Green Link and ANEXT are wholesale banks, while the other two digibanks – led by Grab and Sea – have full licenses but are not expected to launch until later this year.
These digital banks will require staff to adapt to a different style of work as they tackle the challenges of a frontier industry for the first year or so and then adapt to more traditional banking-related services once they get more established, according to recruiters.
Candidates tend to have a lot of questions and are seeking clarity on what type of hours they can be expected to work, what their actual roles will be and what kind of learning curve they will face, conditions that are notably different from established banks in Singapore.
“During the initial stages a lot of work is going to be hands-on building the fundamentals, but when they go into the soft launch and slowly transition into business as usual everyone’s job is going to change,” says Black Swan Group recruitment manager Shingo Wong. He says many candidates view digital banking with excitement, although they acknowledge these opportunities can also bring on a sense of apprehension.
Because the sector is new, it tends to appeal to early and mid-career professionals who feel they have time to return to the traditional banking industry if things don’t work out.

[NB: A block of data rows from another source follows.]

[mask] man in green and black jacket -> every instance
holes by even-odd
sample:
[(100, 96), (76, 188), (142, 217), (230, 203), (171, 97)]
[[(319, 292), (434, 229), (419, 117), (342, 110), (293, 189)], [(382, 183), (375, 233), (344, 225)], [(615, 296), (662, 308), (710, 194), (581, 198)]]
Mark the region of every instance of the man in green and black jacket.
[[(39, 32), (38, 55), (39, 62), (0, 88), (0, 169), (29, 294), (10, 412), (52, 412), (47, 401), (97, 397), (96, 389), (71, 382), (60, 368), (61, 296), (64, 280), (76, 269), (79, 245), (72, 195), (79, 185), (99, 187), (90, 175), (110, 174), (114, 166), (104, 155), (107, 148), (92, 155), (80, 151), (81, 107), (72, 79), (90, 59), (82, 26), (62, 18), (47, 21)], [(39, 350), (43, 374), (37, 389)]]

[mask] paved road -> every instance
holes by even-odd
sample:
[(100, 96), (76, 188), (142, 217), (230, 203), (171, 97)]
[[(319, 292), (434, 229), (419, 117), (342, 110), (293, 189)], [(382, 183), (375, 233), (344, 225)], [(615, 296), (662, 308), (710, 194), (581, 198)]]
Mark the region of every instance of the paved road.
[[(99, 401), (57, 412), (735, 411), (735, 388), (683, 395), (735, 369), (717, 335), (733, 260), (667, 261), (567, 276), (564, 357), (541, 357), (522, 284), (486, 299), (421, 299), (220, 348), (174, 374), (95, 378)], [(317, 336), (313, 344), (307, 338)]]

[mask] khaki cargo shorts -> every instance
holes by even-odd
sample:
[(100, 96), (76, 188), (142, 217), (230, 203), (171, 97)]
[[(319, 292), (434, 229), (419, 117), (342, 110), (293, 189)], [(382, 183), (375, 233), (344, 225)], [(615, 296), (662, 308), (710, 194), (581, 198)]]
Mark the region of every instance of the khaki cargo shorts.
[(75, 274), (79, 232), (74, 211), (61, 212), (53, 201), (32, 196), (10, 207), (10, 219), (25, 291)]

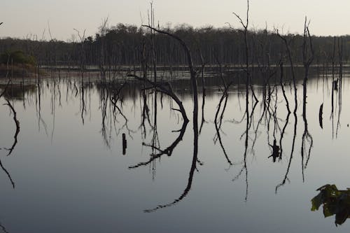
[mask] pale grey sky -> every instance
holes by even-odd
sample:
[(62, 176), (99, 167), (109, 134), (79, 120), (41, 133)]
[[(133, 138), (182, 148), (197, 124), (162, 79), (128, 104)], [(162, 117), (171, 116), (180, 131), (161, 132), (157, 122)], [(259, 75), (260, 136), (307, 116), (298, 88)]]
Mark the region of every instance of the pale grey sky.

“It’s not too difficult for them to hit the reset button,” Wong says, referring to the ability of banking staff to return to established roles at brick-and-mortar banks. He adds that bankers with more experience tend to view digital banks as offering “limited upside” because they may not have the luxury of investing years of work in an opportunity that does not pan out.

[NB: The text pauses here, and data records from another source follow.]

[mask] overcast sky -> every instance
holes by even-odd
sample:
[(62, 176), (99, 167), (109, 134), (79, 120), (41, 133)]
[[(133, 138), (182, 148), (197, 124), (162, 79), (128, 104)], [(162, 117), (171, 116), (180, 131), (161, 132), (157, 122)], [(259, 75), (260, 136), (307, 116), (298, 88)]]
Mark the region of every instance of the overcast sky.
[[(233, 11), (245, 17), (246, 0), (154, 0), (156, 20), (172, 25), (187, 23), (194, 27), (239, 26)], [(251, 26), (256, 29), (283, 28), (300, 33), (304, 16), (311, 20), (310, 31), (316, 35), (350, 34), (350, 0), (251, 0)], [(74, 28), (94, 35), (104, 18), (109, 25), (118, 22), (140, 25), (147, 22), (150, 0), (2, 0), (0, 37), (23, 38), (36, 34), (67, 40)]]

For the most part, these digital banks are recruiting directly for positions ranging from client facing and engagement to back office operational support. These include risk management and compliance roles, operations roles and support functions, front office, finance and tech roles such as project managers, IT systems administrators, and data architects.
“They are starting with the crucial hires which is a steady and right move, so as to not expand too quickly,” says Selicia Low, senior consultant, banking and financial services at Ambition in Singapore, referring to the recruitment strategy at Green Link.
Green Link and ANEXT both have backing from mainland Chinese enterprises. Green Link is owned by Greenland Holdings and supply chain financing platform Linklogis Hong Kong, while ANEXT is backed by Ant Financial.
Low says Green Link has a unique business strategy that should make it appealing to candidates looking to the long term. “To many banking talents and professionals, a platform with clear strategy and business direction is very important for their career growth,” says Low. “Green Link has a digital wholesale bank license and a focus on serving micro, and small and medium enterprises with banking and financial services.”
Wong says candidates seeking jobs at either Green Link or ANEXT Bank would likely be required to speak business-level Mandarin in addition to meeting other language requirements.
For the most part, joining a digital bank backed by mainland Chinese investment shouldn’t be regarded as a roadblock to long-term career growth as staff would benefit from opportunities to grow within the bank's internal management structure.